The Indonesians crashed a lorry through the gate of the UN High Commissioner for Refugees' (UNHCR) compound near the center of Kuala Lumpur on Monday.
They have said they are seeking political asylum and are refugees from Aceh province on Indonesia's Sumatra island, where a separatist revolt peaked in the early 1990s.
"The UNHCR has requested to see me but I have asked them to write a letter instead stating what they want, and so far I have not received the letter from them," the Malaysian minister was quoted as saying.
Officials at the UNHCR and a spokesman for an Acehnese group could not be reached for comment on Saturday.
Malaysia has agreed to grant the UNHCR time to determine if the Indonesians are political refugees. But it has said it considers the Indonesians illegal immigrants who were to be deported.

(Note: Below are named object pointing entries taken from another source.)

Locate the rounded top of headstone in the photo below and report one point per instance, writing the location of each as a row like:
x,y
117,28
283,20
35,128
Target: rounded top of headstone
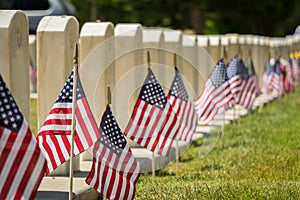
x,y
172,35
95,28
127,29
7,16
152,35
56,23
214,40
297,30
202,40
233,38
189,40
224,40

Malaysia has in the past refused to grant Acehnese immigrants political asylum but has quietly given some of them residency status, human rights advocates said. Kuala Lumpur deported more than 500 Acehnese last week.
Authorities said eight immigrants and a policeman died during the deportation exercise.
Tajol Rosli said the government had sent back 27,500 illegal Indonesian immigrants in the first quarter of this year compared with 38,500 for the whole of last year.
"If carried out consistently, the government is confident that by the end of the year 100,000 Indonesian illegal immigrants would have been repatriated," he said.
Asia's financial crisis has thrown the spotlight on illegal immigrants, as countries struggle with rising unemployment among their own population. During the boom years, many rapidly developing economies imported labor from their neighbors.